Aaron parked the car in the turnaround outside the school, leaving Reid in the passenger seat, snoozing like a cat curled up on a windowsill. He knew they kept the kids whose parents were late in the office so he walked through the front doors and quickly turned down the hall to find the office.
"Daddy!" he heard Jack exclaimed when he walked through the office door.
"Hey, buddy, sorry I'm late," he said that last part as much to his son as to the irritated secretary behind the counter. He signed his name on the line, picked up his son's much too big backpack, and took his son's hand. "Do you remember Dr.
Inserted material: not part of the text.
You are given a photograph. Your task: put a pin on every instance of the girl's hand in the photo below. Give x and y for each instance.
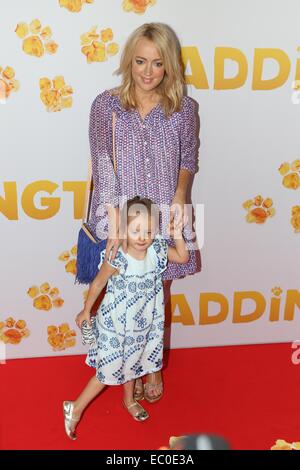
(83, 315)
Reid, Jack?" Jack was too busy picking things out of his pockets to listen. Hotch opened the door and helped Jack climb up into booster seat, strapping him in. "Jack, this is Dr. Reid, my friend. Do you remember him?" Jack didn't answer but he didn't seem to mind Spencer either so Hotch took it as an assent and shut the door behind him. He climbed back into the driver's seat and turned the car back on, the roar of the engine turning over startling Reid enough to wake him up.
"Good morning," Hotch said, the slightest hint of a smile in the tightness of the muscles around his mouth. Reid turned around and saw Jack in the backseat.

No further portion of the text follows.